NEW YORK (TheStreet) - Alibaba's underwriters are unlikely to steal the show as the Chinese e-commerce giant moves towards what may be a record-sized IPO on either the New York Stock Exchange or Nasdaq.
There was no lead underwriter disclosed in Alibaba's F-1 filing on Tuesday. Instead, underwriters were listed in alphabetical order, excluding Citigroup, which sources have said will take a slightly junior role.
Alibaba, in its initial F-1 filing with the Securities and Exchange Commission, listed underwriters Credit Suisse, Deutsche Bank, Goldman Sachs, JPMorgan and Morgan Stanley in alphabetical order, with no single underwriter getting a so-called lead-left treatment on the prospectus.
The alphabetical treatment of five of the investment banks underwriting Alibaba's stock offering contrasts to recent blockbuster internet IPO's in the U.S. such as Facebook (FB) - Get Meta Platforms Inc. Class A Report or Twitter (TWTR) - Get Twitter, Inc. Report. The prospectuses of those offerings gave clear signal to who would be the lead underwriter.

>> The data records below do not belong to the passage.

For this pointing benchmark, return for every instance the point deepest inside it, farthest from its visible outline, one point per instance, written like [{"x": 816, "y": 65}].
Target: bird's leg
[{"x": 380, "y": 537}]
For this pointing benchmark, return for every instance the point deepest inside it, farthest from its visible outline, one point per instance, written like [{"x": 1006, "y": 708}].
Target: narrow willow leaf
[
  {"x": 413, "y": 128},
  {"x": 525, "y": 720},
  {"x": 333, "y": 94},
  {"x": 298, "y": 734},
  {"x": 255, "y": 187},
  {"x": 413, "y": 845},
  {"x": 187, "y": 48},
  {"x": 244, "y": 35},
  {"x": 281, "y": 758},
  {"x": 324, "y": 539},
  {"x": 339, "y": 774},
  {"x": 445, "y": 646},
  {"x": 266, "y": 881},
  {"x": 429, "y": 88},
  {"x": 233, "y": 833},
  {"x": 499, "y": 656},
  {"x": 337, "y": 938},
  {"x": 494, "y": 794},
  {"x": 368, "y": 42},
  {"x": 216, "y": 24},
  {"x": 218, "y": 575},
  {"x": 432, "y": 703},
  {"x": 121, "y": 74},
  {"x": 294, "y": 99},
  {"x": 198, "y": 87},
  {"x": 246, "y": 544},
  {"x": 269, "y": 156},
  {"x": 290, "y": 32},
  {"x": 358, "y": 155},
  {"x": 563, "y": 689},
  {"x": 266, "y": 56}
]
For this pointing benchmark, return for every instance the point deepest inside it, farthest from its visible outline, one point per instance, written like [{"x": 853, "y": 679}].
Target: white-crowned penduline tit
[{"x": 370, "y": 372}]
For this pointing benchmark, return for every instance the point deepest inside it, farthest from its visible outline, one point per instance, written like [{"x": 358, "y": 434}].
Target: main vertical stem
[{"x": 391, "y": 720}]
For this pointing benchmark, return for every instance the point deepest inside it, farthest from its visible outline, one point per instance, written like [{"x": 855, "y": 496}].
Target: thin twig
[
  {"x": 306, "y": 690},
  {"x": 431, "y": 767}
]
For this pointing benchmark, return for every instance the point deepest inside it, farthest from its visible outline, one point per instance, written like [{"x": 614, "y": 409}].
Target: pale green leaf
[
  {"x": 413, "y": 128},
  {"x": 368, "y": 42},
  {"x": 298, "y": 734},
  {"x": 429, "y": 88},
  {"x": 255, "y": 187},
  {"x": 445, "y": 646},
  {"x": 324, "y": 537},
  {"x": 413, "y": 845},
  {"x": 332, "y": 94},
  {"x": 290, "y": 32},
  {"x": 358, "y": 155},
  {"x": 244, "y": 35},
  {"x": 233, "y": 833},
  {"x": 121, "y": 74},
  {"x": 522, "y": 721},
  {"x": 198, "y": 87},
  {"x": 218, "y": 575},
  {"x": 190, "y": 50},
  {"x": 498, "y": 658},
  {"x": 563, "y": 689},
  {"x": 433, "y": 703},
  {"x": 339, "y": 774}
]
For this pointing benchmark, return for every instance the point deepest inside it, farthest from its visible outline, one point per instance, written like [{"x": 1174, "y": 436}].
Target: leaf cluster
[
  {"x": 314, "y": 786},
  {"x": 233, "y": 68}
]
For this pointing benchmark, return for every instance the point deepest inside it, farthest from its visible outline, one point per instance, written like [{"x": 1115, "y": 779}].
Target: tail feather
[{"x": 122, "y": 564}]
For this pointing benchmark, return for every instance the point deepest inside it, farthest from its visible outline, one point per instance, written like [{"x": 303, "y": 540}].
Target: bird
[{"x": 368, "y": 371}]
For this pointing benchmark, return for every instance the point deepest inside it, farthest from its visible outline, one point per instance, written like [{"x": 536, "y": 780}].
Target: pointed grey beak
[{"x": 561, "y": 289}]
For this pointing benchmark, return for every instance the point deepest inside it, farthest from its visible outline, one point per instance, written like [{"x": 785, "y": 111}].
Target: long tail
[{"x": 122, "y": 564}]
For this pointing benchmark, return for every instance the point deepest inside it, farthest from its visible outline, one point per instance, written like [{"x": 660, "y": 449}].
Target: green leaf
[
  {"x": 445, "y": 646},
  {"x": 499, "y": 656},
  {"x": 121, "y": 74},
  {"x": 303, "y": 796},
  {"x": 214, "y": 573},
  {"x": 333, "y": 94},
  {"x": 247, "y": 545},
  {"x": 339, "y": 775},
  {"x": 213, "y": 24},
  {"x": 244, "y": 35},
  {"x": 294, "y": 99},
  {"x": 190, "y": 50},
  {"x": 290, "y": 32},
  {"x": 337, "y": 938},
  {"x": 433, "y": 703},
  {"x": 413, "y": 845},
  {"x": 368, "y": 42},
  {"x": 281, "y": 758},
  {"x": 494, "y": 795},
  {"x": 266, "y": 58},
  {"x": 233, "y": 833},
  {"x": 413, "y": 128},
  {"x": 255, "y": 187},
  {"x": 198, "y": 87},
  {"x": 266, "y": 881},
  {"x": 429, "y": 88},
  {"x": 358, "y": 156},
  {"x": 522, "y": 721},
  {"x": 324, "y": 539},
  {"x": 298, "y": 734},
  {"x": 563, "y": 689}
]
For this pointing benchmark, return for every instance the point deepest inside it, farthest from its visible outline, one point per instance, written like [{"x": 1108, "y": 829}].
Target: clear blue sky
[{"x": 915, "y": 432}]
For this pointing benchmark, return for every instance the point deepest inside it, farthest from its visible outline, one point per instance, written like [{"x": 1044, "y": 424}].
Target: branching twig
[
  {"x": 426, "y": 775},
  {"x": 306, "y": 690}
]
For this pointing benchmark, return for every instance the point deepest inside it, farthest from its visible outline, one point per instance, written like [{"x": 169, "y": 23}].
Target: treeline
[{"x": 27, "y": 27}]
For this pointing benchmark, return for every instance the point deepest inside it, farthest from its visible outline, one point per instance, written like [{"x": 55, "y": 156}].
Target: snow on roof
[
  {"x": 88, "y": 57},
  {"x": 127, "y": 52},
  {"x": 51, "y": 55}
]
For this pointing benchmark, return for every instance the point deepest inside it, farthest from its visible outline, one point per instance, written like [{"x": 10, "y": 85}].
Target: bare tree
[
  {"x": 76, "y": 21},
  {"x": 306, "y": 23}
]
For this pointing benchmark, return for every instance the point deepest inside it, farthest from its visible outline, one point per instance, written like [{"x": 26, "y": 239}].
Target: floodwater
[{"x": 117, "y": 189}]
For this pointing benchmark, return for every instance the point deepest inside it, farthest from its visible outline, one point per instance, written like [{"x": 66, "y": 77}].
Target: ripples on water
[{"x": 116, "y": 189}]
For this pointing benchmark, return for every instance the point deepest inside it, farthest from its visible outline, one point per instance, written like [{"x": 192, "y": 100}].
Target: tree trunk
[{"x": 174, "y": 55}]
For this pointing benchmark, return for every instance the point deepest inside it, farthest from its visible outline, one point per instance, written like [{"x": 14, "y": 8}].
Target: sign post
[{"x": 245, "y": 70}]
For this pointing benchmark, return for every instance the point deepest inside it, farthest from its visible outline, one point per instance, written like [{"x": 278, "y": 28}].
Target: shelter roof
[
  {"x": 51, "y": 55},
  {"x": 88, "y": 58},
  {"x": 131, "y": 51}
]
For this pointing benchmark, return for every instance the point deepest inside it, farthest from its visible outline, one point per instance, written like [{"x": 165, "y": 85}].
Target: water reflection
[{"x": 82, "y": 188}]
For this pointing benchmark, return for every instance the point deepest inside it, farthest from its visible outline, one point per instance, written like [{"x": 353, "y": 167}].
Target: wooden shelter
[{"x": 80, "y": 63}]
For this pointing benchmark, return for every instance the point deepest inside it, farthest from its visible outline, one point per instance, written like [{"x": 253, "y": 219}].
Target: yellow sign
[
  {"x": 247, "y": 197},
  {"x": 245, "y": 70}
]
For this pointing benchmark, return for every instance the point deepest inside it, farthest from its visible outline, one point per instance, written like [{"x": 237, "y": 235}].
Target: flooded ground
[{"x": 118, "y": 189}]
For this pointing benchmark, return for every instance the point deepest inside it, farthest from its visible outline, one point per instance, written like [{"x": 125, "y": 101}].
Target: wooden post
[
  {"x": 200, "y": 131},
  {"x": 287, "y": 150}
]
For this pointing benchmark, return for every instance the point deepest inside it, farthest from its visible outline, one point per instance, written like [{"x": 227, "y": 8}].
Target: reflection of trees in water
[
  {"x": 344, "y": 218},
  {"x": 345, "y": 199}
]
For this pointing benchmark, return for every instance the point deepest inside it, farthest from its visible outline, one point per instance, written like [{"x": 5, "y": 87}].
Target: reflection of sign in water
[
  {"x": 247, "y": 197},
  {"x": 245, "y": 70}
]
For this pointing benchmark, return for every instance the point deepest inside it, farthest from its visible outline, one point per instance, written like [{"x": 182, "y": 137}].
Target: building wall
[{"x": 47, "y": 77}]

In Facebook's case, Morgan Stanley got the coveted lead left status and ran the company's $16 billion IPO. Goldman Sachs won that mandate in Twitter's IPO. In the lead up to both of those offerings, it became a minor obsession of journalists to be first to report who would be named lead underwriter.
Alibaba's IPO, which is expected to surpass both Facebook and Twitter's IPO's in terms of size and valuation, doesn't disclose a single lead underwriter. Instead, the alphabetical treatment indicates an equal role among five of Alibaba's underwriters, with Citigroup playing a slightly smaller role, a source said.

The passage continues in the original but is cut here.